[PAST EVENT] Xin Ruan - Dissertation Defense, Computer Science

October 10, 2016
10am - 12pm
Location
McGlothlin-Street Hall, Room 002
251 Jamestown Rd
Williamsburg, VA 23185Map this location

Abstract:
With billions of users, Online Social Networks (OSNs) are amongst the largest scale communication applications on the Internet. OSNs enable users to easily access news from local and world-wide, as well as share information publicly and interact with friends. On the negative side, OSNs are also abused by spammers to distribute ads or malicious information, such as scams, fraud, and even manipulate public political opinions. Having achieved significant commercial success with large amount of user information, OSNs do treat the security and privacy of their users seriously and provide several mechanisms to reinforce their account security and information privacy. However, the efficacy, effectiveness and security of these measures are either not thoroughly studies or in need to be improved. In sight of cyber criminals and potential privacy threats on OSNs, we focuses on the evaluations and improvements of OSN user privacy configurations, account security protection mechanisms and trending topic security in this dissertation.
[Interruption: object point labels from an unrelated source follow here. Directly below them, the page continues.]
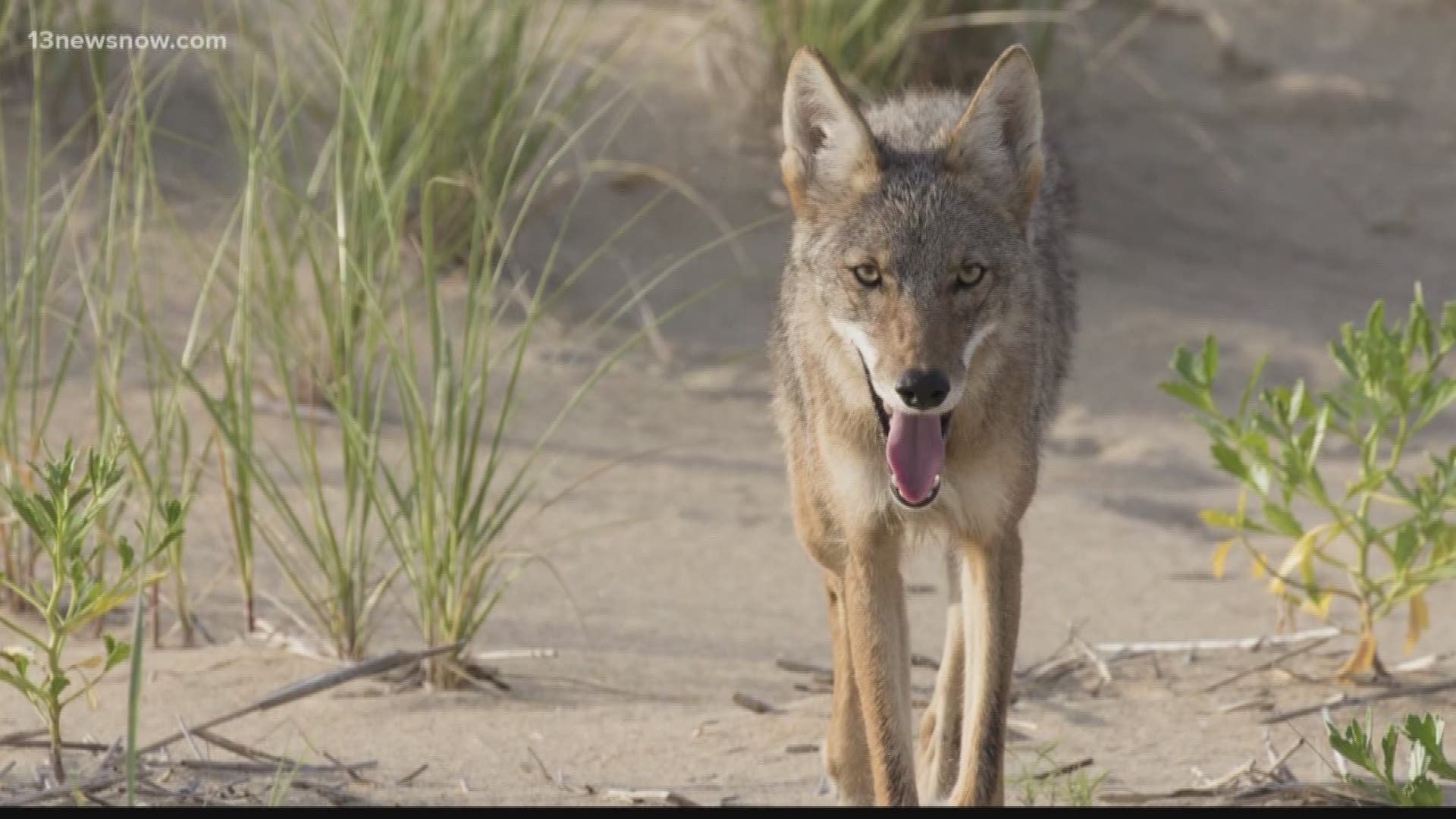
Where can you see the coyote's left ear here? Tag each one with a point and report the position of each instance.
(999, 136)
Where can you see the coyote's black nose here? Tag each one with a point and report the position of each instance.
(924, 390)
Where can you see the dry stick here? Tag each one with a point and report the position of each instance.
(1266, 667)
(240, 749)
(17, 736)
(1065, 770)
(794, 667)
(1345, 701)
(1304, 792)
(1184, 646)
(635, 796)
(187, 735)
(271, 768)
(921, 661)
(313, 686)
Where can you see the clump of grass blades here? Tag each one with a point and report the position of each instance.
(328, 267)
(39, 333)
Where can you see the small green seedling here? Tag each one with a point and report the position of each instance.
(1427, 760)
(67, 592)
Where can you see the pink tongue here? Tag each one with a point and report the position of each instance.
(916, 452)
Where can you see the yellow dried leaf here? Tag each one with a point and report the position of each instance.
(1320, 610)
(1419, 623)
(1219, 519)
(1220, 557)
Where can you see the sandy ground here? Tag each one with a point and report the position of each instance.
(1264, 205)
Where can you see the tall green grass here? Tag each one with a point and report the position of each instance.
(370, 286)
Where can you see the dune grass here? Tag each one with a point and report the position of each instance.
(369, 286)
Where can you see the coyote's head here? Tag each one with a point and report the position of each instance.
(913, 231)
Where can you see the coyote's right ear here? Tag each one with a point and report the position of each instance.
(827, 149)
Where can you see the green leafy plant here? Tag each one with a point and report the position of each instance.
(1279, 445)
(61, 516)
(1426, 760)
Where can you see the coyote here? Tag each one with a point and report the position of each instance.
(922, 334)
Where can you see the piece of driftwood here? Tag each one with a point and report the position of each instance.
(1346, 701)
(1247, 643)
(1266, 665)
(639, 796)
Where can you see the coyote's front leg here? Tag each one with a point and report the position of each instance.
(940, 752)
(880, 653)
(846, 757)
(990, 592)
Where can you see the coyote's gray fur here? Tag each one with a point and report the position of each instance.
(922, 334)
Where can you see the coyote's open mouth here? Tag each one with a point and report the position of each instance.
(915, 447)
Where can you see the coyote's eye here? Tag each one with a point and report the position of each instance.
(867, 275)
(971, 275)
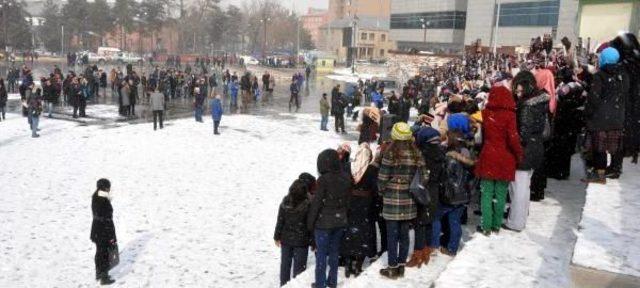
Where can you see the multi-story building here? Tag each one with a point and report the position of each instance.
(429, 24)
(348, 8)
(312, 21)
(371, 41)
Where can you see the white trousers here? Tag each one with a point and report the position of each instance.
(519, 193)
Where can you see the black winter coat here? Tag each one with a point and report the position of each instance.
(605, 107)
(102, 228)
(434, 158)
(531, 117)
(291, 227)
(360, 233)
(331, 201)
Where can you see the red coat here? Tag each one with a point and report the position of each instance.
(501, 143)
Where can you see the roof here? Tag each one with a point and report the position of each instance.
(362, 22)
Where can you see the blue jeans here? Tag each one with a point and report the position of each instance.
(34, 125)
(397, 242)
(328, 245)
(292, 255)
(323, 122)
(199, 114)
(454, 215)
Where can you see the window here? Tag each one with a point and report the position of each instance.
(544, 13)
(436, 20)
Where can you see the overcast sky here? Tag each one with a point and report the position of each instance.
(300, 5)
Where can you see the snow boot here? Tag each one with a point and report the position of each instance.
(391, 272)
(105, 279)
(416, 259)
(597, 177)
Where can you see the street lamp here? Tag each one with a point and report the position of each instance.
(425, 25)
(264, 21)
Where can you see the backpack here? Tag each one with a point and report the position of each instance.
(458, 183)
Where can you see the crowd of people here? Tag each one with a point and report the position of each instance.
(485, 135)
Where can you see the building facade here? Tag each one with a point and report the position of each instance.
(433, 25)
(347, 8)
(312, 21)
(371, 41)
(601, 20)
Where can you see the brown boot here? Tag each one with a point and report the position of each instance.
(426, 255)
(416, 259)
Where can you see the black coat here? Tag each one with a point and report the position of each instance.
(605, 107)
(331, 201)
(291, 227)
(531, 117)
(434, 158)
(102, 228)
(361, 233)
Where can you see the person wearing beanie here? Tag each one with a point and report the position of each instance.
(400, 163)
(501, 152)
(103, 231)
(605, 112)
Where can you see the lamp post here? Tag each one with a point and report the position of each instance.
(425, 25)
(264, 21)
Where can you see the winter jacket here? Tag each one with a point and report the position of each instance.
(434, 158)
(291, 227)
(338, 103)
(331, 200)
(531, 118)
(394, 179)
(324, 107)
(360, 233)
(216, 109)
(157, 101)
(501, 149)
(3, 97)
(605, 106)
(102, 228)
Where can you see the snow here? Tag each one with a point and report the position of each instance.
(191, 209)
(609, 230)
(540, 256)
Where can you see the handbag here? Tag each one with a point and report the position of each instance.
(418, 190)
(114, 255)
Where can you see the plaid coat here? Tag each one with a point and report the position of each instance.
(394, 180)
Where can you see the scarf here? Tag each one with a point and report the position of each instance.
(361, 162)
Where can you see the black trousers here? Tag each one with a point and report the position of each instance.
(157, 116)
(102, 259)
(339, 122)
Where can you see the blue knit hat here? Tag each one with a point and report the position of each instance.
(459, 122)
(427, 135)
(609, 56)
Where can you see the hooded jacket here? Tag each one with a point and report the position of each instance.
(531, 114)
(291, 226)
(501, 143)
(331, 201)
(605, 106)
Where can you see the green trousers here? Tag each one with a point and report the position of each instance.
(492, 212)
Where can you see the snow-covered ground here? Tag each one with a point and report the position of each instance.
(609, 233)
(191, 209)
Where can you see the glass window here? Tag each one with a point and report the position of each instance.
(542, 13)
(436, 20)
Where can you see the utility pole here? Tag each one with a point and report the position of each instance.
(495, 29)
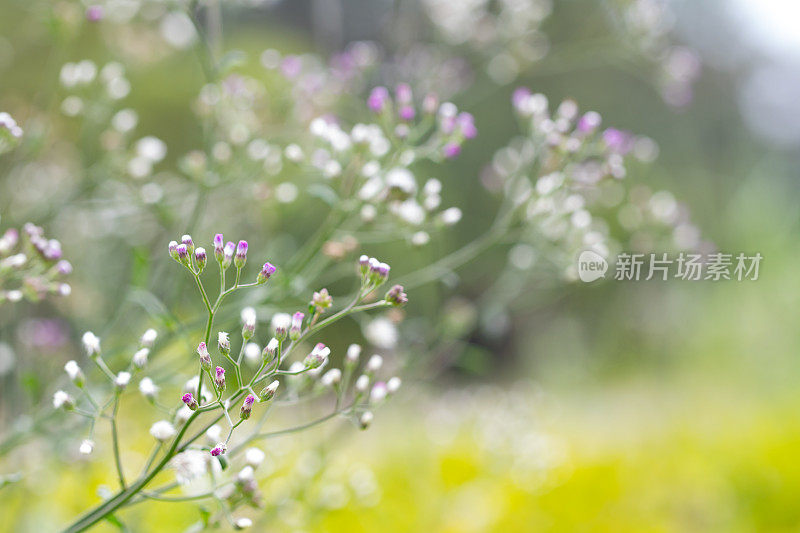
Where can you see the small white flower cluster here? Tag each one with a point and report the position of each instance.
(92, 87)
(583, 202)
(506, 34)
(10, 132)
(31, 265)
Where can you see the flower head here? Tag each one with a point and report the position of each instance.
(220, 449)
(247, 407)
(91, 343)
(219, 379)
(190, 401)
(200, 258)
(269, 391)
(122, 379)
(396, 296)
(62, 400)
(241, 254)
(297, 326)
(317, 357)
(205, 357)
(224, 342)
(266, 272)
(75, 374)
(219, 248)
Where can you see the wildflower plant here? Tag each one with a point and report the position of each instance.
(224, 390)
(31, 265)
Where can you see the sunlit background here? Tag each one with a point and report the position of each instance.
(615, 406)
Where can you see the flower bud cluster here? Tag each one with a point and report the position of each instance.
(31, 265)
(583, 201)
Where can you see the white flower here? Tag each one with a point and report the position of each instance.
(72, 369)
(450, 216)
(189, 465)
(254, 457)
(382, 333)
(162, 430)
(86, 447)
(122, 379)
(148, 388)
(149, 337)
(375, 363)
(140, 357)
(378, 392)
(91, 343)
(293, 153)
(62, 399)
(393, 385)
(151, 148)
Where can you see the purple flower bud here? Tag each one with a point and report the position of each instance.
(187, 240)
(451, 150)
(589, 122)
(219, 379)
(363, 264)
(266, 272)
(297, 325)
(396, 296)
(64, 267)
(94, 13)
(466, 123)
(403, 93)
(241, 254)
(219, 248)
(378, 98)
(430, 103)
(270, 350)
(224, 342)
(406, 113)
(228, 254)
(183, 254)
(247, 407)
(220, 449)
(190, 402)
(200, 258)
(205, 357)
(269, 391)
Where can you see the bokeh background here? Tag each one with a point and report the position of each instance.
(641, 406)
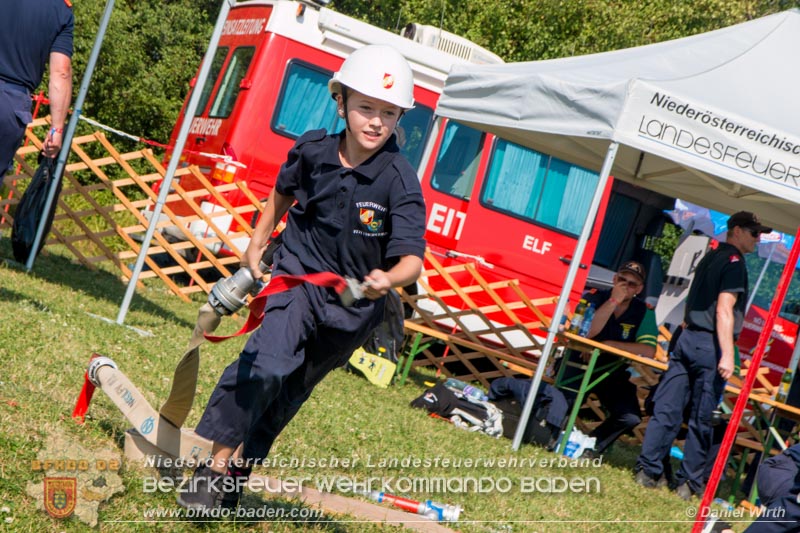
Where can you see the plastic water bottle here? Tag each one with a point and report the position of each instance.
(586, 324)
(577, 318)
(466, 389)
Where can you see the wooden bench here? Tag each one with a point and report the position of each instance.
(470, 328)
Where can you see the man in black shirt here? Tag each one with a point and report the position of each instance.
(703, 358)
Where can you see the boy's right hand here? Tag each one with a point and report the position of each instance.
(252, 259)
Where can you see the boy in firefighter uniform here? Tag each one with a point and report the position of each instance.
(623, 321)
(703, 359)
(355, 208)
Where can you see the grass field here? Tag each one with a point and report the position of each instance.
(49, 327)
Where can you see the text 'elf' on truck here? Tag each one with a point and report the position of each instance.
(268, 84)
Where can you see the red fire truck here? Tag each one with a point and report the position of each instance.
(517, 211)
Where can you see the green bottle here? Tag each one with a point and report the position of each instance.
(577, 318)
(784, 386)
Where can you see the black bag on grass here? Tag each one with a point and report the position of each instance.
(30, 210)
(538, 431)
(474, 415)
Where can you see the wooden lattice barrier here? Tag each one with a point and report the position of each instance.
(456, 325)
(103, 211)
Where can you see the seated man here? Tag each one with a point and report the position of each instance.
(623, 321)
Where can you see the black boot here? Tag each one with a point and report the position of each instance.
(205, 491)
(230, 499)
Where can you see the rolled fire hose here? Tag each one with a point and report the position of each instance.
(163, 429)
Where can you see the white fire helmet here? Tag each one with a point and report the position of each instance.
(378, 71)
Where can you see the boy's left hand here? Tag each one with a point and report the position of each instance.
(376, 284)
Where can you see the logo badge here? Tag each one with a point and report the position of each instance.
(366, 216)
(60, 496)
(626, 331)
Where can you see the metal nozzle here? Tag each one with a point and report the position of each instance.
(96, 364)
(353, 292)
(230, 294)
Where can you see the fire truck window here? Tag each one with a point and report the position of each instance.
(229, 89)
(457, 162)
(305, 103)
(211, 80)
(536, 187)
(412, 132)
In the first project, we examine the effectiveness of OSN privacy settings on protecting user privacy. Given each privacy configuration, we propose a corresponding scheme to reveal the target user's basic profile and connection information starting from some leaked connections on its homepage. Based on the dataset we collect on Facebook, we calculate the privacy exposure in each privacy setting type and measure the accuracy of our privacy inference schemes given different amount of public information. The evaluation results show that users' private basic profile can be inferred with high accuracy and connections can be revealed in a significant portion based on even a small number of directly leaked connections.

In the second project, we propose a behavioral-profile-based method to detect OSN user account compromisation in a timely manner. Specifically, we propose eight behavioural features to portray a user's social behaviour. A user's statistical distributions of those feature values comprise its behavioral profile. Based on the sample data we collect from Facebook, we find that each user's activities are highly likely to conform to its behavioural profile while different user's profile tend to diverge from each other, which can be employed for compromisation detection. The evaluation result shows that the more complete and accurate a user's behavioral profile can be built the more accurately compromisation can be detected.

Thirdly, we investigate the manipulation of OSN trending topics. Based on the dataset we collect from Twitter, we manifest the manipulation of trending and a suspect spamming infrastructure. We then measure how accurately the five factors (popularity, coverage, transmission, potential coverage, and reputation) can predict trending using an SVM classifier. We further study the interaction patterns between authenticated accounts and malicious accounts in trending. At last we show the threat of compromised accounts and sybil accounts to trending using simulation and discuss countermeasures against trending manipulation.

Bio:
Xin Ruan is a Ph.D. candidate in the Department of Computer Science at William & Mary. She is working with Dr. Haining Wang. Her research interests include security and privacy issues in online social networks, data analysis. Before she came to William and Mary she received her M.S. and B.S. in Computer Science from Xidian University in 2009 and 2007 respectively.